Html, xmlns, namespaces, xml

htmlnamespacesxmlxml-namespaces

I just encoutered some problems while parsing html documents with nekohtml + dom4j.

I found out my xpath expressions were not working anymore because of a new default html xml namespace that was added recently on the html source.

Specification says:

The prefix xmlns is used only to
declare namespace bindings and is by
definition bound to the namespace name
http://www.w3.org/2000/xmlns/. It MUST
NOT be declared . Other prefixes MUST
NOT be bound to this namespace name,
and it MUST NOT be declared as the
default namespace. Element names MUST
NOT have the prefix xmlns.

But in my html docs, there was added recently (i guess) in the html tag: xmlns="http://www.w3.org/1999/xhtml"

I found 2 solutions:

1) Drop namespace with:

DOMParser parser = new DOMParser();
parser.setFeature("http://xml.org/sax/features/namespaces", false);
parser.parse(url);

According to what NekoHTML faq said.

2) Add a prefix to my xpath, binded to the default html namespace.
(It seems it can't bind prefix "empty string" to the namespace i want)

Map<String,String> XPATH_NAMESPACES = new HashMap<String, String>();
XPATH_NAMESPACES.put("my_prefix", "http://www.w3.org/1999/xhtml");

XPath xpath = document.createXPath(xpathExpr);
xpath.setNamespaceURIs(XPATH_NAMESPACES);
Element element = (Element) xpath.selectSingleNode(document);

And then, instead of using //td for exemple, i use //my_prefix:td

I just post these solutions because some people could find this post useful.
See also http://www.edankert.com/defaultnamespaces.html#Jaxen_and_Dom4J

But What i would really like to know is:

Why to use a different namespace from
the default one?
Why would someone switch from http://www.w3.org/2000/xmlns/ to
http://www.w3.org/1999/xhtml ?
Why do we use w3 namespaces in general? Does the namespace have some
impact on the browser?

I guess my question could seems obvious to some of you, but i don't really catch what it brings.
I've read about the differences between html and xhtml. I guess people using xhtml dtd would rather use this namespace, but what is the real interest apart from the fact it's giving some additional pain to crawlers or other stuff like that?

PS: I've seen that to pass from html to xhtml you have to add both xmlns and xml:lang, for exemple:

So it was probably not the aim of the website i was parsing since no xml:lang was added…

Thanks

Best Answer

There's quite a lot of confusion evident in your question, and it's not easy to resolve it without writing an entire tutorial on XML namespaces. I'll try cover as best I can how they relate to (X)HTML.

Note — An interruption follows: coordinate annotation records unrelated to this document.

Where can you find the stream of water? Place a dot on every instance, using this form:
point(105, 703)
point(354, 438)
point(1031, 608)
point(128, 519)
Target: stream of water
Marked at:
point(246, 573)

First though, the purpose of namespaces is to separate vocabularies. So, for example, the title element in the http://www.w3.org/1999/xhtml namespace can be distinguished from the title element in the http://www.w3.org/2000/svg namespace, when they appear in the same document, or processed by a common processor.

Second, forget about the http://www.w3.org/2000/xmlns/ namespace. What it does is largely behind the scenes and you rarely need to worry about it.

Next, we need to distinguish between the null namespace, the default namespace, and namespaces referenced by prefixes.

When an XML file has no xmlns= attributes defined, all the unprefixed elements are said to be 'in the null namespace', or 'in no namespace' which amounts to the same thing.

When an XML element has an xmlns= attribute, it and its descendant elements, if they are unprefixed are said to be 'in the default namespace' where the default namespace is the value of the xmlns attribute.

Prefixed elements are always in the namespace mapped by xmlns:prefix= attributes in the element or ancestor of the element.

Now, the XHTML vocabulary is defined as elements in the http://www.w3.org/1999/xhtml namespace, so a correctly written XHTML document will declare either that namespace as being the default namespace, or will map a prefix to the namespace, in which case all the XHTML elements will need to include that prefix on their names. (This latter situation doesn't happen very often, for reasons given below).

So, when parsing XHTML with an XML parser, the namespace mapping needs to be there.

However, XPath has no concept of a default namespace. If you don't put the prefix on the elements named in the xpath, it will attempt to match elements in the null namespace. If the XHTML elements are in the http://www.w3.org/1999/xhtml namespace, then the xpath won't match anything.

This is where it starts to get complicated - browsers.

If you serve XHTML web pages to browsers as you should, with an XML content type like application/xhtml+xml, the browser will use an XML parser to load it and all the above rules apply. If you don't include the xmlns="http://www.w3.org/1999/xhtml" attribute, browsers won't understand how to process it and will simply display the file as a raw XML structure.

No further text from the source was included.